Надумал я это насчет фронта и вроде старую жизнь — к черту! И вдруг все опять повернулось… Вечером ходил я бесцельно по бульвару. Присел на скамейку. Поискал закурить по карманам, спичек нет. Смотрю — рядом сидит какой-то… Спросил у него спичку. И вдруг узнаю того самого типа, который с Петрикосом в ресторане… Любопытно мне стало. «Я, говорю, вас помню, вы с моим знакомым встречались, с Косичкиным, я вас вместе с ним видел. Не знаете ли, где он сейчас?» — «Понятия не имею.
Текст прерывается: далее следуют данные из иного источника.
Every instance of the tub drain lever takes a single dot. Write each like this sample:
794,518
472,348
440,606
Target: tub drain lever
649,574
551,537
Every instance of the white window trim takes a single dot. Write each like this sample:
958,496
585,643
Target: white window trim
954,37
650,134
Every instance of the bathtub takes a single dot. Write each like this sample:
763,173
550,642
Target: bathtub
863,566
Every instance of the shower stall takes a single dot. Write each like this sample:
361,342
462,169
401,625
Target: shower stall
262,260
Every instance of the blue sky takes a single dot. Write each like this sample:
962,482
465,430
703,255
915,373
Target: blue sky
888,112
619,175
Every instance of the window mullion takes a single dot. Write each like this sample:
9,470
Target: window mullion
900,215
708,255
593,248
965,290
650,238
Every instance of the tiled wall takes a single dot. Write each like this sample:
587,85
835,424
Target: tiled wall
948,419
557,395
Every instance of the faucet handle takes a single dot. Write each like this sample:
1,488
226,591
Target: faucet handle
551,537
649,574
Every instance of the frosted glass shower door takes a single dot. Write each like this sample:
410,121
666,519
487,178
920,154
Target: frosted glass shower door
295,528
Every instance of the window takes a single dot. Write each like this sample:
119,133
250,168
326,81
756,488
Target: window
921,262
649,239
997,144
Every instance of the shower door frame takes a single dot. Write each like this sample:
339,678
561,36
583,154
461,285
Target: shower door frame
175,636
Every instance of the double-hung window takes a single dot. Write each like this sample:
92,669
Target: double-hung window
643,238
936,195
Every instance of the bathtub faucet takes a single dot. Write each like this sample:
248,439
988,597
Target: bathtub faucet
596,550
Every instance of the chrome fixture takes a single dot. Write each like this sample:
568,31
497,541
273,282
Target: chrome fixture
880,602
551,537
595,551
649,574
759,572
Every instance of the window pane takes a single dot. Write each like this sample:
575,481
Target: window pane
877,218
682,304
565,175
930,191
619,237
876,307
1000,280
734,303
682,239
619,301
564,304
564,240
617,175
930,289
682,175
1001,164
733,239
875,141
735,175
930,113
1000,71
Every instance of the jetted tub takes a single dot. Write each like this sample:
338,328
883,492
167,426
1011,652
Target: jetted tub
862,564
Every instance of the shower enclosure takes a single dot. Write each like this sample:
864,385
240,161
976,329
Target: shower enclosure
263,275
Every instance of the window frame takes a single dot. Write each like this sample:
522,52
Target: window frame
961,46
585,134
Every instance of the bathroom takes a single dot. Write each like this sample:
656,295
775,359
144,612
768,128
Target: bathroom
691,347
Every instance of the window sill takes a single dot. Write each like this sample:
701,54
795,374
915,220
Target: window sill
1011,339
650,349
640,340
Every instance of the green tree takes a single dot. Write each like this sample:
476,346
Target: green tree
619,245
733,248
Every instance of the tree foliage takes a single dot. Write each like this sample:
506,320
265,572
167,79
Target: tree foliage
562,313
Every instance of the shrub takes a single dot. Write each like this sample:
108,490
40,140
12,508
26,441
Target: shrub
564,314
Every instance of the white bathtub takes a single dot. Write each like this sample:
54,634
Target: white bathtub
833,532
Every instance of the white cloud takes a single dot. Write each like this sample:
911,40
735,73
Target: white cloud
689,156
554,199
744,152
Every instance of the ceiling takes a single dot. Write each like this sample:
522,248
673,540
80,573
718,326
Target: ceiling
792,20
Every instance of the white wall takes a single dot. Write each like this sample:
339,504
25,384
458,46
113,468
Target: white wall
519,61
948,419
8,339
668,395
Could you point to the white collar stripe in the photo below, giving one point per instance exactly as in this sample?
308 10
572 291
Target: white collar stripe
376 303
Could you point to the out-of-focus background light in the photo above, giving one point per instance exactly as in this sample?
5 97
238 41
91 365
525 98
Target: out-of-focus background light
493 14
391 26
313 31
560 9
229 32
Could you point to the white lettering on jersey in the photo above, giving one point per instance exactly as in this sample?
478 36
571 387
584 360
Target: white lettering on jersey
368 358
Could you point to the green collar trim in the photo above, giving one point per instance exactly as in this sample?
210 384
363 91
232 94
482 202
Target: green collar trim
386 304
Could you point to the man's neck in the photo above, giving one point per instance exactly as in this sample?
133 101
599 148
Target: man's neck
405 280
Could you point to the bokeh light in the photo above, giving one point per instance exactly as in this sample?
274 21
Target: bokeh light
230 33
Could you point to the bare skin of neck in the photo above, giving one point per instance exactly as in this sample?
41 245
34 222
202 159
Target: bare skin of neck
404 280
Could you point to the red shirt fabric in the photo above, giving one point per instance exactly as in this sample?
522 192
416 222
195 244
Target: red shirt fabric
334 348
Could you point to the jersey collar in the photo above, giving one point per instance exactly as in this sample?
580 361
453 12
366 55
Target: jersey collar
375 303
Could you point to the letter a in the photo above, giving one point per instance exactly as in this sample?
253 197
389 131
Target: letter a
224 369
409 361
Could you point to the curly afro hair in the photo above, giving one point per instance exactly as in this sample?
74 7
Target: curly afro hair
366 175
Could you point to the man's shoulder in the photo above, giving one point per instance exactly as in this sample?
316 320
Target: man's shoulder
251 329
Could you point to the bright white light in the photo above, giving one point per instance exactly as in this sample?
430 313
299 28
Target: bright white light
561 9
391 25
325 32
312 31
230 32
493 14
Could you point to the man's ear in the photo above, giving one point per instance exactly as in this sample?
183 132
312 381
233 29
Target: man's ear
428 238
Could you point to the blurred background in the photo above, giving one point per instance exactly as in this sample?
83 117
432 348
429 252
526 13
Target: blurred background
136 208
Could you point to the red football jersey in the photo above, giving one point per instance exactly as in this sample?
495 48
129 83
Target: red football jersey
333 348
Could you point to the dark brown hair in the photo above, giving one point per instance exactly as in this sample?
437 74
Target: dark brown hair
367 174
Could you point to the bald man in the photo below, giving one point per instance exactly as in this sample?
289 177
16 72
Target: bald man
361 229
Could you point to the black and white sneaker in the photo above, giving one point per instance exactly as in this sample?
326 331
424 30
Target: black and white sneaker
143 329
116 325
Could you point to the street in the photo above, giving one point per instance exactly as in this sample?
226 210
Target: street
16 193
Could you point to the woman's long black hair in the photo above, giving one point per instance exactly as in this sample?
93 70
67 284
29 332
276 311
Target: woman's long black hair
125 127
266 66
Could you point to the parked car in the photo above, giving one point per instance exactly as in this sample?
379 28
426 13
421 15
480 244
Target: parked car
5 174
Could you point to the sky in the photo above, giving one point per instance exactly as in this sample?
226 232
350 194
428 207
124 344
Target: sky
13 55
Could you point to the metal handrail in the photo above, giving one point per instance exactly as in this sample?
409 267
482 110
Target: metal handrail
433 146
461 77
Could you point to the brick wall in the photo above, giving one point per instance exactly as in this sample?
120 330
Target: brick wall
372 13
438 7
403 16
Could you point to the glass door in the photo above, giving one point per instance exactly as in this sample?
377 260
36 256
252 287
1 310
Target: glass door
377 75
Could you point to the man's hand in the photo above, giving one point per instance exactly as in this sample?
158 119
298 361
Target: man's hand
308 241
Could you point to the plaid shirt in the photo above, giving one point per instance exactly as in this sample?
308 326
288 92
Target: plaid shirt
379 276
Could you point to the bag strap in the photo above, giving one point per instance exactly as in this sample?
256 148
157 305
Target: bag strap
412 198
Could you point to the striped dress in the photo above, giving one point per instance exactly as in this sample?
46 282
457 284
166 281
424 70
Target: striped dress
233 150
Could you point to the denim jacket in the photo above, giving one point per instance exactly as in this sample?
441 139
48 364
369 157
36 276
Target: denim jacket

Я его и знал-то так… случаем». А глаза бегают. Чувствую, неспроста и наверняка про Петрикоса больше моего знает… Но я виду не подаю. «Да, говорю, сгинул куда-то. Это уже немало времени прошло». — «Ай-яй-яй! — говорит он. — Очень жаль». И опять повторяет, что мало его знал… «А вы что поделываете?» — спрашивает. Я и ляпнул ему: «На фронт собираюсь!» Он вроде бы испугался. «Не советую, говорит, дела сейчас там неважные. А вы человек молодой, перед вами вся жизнь». Разговорились мы. Я сумел ему доверие к себе внушить. Он говорит: «Я могу вас устроить на хорошее место». Я согласился. Просто так, без интересу. Такая, знаешь, апатия у меня. И все на свете безразлично. Куда волной повернет, туда и плыву: как щепка в половодье. «Зайдите ко мне, говорит, в гостиницу. Я вам записку дам. Я сам финансовый работник, у меня связи…» И правда, написал он одному, тоже, видать, из офицеров, только теперь на службу к большевикам подался: в губпродком. И взяли меня туда делопроизводителем. Стал служить, понемногу забывать прошлое… И тут и произошло это самое: взрыв в Леонтьевском… Понимаешь, это ведь во мне самом взрыв этот случился! Когда я прочел в газете, что это дело рук эсеров да анархистов, я этому сразу поверил! И прямо тебе скажу, жить не захотелось…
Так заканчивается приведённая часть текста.